Computer Science and Engineering, Department of


Date of this Version



Formal Modeling and Analysis of Timed Systems. 20th International Conference, FORMATS 2022. Warsaw, Poland, September 13–15, 2022, Proceedings, pp. 221–236.


Published in LNCS 13465


Safety is a critical concern for the next generation of autonomy that is likely to rely heavily on deep neural networks for perception and control. Formally verifying the safety and robustness of well-trained DNNs and learning-enabled cyber-physical systems (Le-CPS) under adversarial attacks, model uncertainties, and sensing errors is essential for safe autonomy. This research proposes a framework to repair unsafe DNNs in safety-critical systems with reachability analysis. The repair process is inspired by adversarial training which has demonstrated high effectiveness in improving the safety and robustness of DNNs. Different from traditional adversarial training approaches where adversarial examples are utilized from random attacks and may not be representative of all unsafe behaviors, our repair process uses reachability analysis to compute the exact unsafe regions and identify sufficiently representative examples to enhance the efficacy and efficiency of the adversarial training.

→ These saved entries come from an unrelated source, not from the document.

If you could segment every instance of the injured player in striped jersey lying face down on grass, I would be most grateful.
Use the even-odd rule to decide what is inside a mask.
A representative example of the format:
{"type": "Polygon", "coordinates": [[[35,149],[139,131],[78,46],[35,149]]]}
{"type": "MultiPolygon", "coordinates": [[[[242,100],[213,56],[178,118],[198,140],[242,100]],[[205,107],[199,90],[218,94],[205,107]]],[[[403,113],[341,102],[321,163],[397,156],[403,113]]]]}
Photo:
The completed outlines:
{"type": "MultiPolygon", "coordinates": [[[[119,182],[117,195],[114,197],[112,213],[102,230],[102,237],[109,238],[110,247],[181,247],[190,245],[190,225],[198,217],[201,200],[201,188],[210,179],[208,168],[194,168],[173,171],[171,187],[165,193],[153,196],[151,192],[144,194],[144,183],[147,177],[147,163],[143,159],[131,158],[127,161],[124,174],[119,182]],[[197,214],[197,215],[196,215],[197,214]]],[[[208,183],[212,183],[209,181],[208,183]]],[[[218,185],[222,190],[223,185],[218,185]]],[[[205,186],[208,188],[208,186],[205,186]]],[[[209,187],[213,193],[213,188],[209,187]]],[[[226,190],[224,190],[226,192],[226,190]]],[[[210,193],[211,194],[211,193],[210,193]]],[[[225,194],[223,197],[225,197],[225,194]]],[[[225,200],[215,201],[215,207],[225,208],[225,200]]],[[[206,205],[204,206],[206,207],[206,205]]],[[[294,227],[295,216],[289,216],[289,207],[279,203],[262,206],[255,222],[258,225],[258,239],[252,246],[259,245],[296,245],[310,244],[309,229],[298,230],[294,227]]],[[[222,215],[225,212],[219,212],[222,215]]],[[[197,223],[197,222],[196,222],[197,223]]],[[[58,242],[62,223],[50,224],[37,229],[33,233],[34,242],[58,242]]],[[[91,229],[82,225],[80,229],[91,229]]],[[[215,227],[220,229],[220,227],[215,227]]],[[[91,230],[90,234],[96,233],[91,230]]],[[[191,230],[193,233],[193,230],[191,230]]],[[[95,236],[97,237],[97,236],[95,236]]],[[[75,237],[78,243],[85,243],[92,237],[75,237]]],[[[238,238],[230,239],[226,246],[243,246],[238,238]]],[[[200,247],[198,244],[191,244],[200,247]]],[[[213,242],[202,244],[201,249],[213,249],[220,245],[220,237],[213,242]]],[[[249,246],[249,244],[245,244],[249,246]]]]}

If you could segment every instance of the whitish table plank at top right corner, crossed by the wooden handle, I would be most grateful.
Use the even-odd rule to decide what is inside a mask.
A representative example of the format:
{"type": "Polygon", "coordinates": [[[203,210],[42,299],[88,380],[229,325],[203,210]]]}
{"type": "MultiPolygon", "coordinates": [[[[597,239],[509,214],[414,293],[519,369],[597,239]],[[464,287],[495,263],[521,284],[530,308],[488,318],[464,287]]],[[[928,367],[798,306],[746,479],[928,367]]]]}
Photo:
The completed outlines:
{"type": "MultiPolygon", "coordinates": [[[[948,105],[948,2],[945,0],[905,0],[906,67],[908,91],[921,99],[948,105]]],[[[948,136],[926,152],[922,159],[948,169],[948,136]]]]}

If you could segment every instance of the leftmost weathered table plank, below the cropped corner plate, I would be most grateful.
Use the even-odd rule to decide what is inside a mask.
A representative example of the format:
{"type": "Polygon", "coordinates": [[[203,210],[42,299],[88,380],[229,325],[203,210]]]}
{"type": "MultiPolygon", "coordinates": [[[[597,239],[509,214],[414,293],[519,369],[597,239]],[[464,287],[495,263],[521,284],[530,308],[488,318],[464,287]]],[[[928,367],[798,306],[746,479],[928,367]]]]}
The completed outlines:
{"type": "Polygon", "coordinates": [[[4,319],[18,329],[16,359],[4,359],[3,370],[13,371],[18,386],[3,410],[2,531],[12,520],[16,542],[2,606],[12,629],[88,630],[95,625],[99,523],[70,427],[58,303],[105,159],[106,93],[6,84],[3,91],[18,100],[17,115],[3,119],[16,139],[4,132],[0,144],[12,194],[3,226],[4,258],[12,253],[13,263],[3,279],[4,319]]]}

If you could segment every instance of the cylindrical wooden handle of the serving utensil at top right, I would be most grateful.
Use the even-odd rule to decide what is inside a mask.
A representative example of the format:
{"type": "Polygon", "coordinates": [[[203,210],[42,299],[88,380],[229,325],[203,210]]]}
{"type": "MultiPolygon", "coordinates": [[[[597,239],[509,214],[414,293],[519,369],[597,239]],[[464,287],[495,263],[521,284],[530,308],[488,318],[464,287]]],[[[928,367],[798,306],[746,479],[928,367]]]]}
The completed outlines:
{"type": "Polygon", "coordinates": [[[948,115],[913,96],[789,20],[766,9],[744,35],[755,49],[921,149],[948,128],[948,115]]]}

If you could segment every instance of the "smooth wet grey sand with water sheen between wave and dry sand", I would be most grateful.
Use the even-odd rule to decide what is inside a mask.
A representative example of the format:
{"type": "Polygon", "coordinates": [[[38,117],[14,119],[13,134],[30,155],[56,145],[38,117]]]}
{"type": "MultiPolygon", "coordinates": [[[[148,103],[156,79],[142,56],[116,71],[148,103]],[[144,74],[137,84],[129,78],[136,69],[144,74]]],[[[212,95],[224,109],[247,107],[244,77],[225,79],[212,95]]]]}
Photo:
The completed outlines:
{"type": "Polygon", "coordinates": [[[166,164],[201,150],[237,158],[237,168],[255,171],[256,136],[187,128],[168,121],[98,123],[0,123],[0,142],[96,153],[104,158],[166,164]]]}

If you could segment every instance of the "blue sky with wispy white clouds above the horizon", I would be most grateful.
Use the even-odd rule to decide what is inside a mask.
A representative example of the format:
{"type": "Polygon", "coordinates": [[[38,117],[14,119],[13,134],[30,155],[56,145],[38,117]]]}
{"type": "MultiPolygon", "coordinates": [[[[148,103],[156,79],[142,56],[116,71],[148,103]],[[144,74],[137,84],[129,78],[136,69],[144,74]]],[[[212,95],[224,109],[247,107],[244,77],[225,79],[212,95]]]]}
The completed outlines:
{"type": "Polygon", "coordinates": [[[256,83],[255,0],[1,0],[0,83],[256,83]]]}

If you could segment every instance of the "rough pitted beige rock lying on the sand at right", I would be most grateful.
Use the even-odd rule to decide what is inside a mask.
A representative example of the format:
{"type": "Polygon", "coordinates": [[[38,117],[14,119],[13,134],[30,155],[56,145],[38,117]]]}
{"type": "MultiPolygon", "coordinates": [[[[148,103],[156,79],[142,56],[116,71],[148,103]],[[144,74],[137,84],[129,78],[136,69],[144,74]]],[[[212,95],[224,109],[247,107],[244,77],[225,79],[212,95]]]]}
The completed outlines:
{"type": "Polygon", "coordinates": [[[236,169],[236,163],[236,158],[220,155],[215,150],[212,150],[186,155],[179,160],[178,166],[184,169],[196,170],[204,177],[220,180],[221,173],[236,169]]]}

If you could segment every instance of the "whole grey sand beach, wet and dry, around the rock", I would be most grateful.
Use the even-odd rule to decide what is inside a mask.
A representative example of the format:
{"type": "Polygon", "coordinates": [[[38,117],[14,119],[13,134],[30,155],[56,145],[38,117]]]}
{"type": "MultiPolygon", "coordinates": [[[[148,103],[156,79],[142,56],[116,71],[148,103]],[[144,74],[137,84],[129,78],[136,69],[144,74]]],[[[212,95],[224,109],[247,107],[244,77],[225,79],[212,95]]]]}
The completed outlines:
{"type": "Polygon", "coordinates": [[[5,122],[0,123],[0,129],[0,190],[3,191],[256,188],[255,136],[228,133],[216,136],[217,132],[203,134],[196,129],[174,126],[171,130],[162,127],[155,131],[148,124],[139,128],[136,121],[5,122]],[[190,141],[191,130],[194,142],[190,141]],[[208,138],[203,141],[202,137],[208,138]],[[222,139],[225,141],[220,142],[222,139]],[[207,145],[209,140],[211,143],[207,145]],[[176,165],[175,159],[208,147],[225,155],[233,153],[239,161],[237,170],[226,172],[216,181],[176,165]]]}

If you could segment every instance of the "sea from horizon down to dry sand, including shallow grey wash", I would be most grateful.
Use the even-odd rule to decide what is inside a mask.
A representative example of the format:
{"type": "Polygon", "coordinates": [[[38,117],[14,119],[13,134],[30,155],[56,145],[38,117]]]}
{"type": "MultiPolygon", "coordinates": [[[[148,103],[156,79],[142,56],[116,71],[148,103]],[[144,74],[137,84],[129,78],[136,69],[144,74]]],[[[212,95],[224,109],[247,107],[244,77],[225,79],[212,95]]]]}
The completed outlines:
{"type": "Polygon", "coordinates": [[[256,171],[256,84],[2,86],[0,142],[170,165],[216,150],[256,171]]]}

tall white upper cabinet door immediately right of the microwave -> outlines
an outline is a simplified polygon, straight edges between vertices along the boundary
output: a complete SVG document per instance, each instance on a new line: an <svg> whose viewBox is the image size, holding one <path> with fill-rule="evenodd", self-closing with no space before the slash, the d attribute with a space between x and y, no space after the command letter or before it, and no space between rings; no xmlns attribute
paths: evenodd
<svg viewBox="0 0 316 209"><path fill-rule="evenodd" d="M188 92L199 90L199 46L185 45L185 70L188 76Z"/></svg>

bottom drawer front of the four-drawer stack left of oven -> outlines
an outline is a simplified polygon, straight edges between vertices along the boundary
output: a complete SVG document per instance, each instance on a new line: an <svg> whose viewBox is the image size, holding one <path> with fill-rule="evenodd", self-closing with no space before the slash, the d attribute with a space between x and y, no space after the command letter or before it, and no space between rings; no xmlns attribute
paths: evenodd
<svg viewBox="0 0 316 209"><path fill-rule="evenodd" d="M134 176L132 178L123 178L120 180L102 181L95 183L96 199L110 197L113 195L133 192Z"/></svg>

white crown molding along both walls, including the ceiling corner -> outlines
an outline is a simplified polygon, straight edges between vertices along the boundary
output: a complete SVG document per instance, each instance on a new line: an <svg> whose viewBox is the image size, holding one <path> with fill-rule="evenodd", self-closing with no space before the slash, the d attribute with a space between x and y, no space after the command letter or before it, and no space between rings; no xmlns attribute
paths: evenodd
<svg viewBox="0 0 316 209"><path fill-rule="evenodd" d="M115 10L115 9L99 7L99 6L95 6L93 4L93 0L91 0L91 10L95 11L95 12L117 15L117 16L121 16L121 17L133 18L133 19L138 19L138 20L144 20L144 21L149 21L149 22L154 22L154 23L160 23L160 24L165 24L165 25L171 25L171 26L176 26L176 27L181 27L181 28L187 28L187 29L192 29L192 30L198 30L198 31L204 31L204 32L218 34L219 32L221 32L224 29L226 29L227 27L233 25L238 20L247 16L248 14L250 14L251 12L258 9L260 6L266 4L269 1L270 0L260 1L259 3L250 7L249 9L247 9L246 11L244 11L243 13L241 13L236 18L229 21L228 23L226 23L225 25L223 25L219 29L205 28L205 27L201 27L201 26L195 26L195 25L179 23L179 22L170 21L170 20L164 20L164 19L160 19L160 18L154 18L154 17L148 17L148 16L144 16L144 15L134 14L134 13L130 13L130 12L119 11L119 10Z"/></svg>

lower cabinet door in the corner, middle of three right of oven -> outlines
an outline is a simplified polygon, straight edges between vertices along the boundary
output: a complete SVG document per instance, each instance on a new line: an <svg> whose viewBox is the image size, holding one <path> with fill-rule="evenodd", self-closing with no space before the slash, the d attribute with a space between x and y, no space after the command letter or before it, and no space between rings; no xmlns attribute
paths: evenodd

The performance of our repair framework is evaluated on two types of benchmarks without safe models as references. One is a DNN controller for aircraft collision avoidance with access to training data. The other is a rocket lander where our framework can be seamlessly integrated with the well-known deep deterministic policy gradient (DDPG) reinforcement learning algorithm. The experimental results show that our framework can successfully repair all instances on multiple safety specifications with negligible performance degradation. In addition, to increase the computational and memory efficiency of the reachability analysis algorithm in the framework, we propose a depth-first-search algorithm that combines an existing exact analysis method with an over-approximation approach based on a new set representation. Experimental results show that our method achieves a five-fold improvement in runtime and a two-fold improvement in memory usage compared to exact analysis.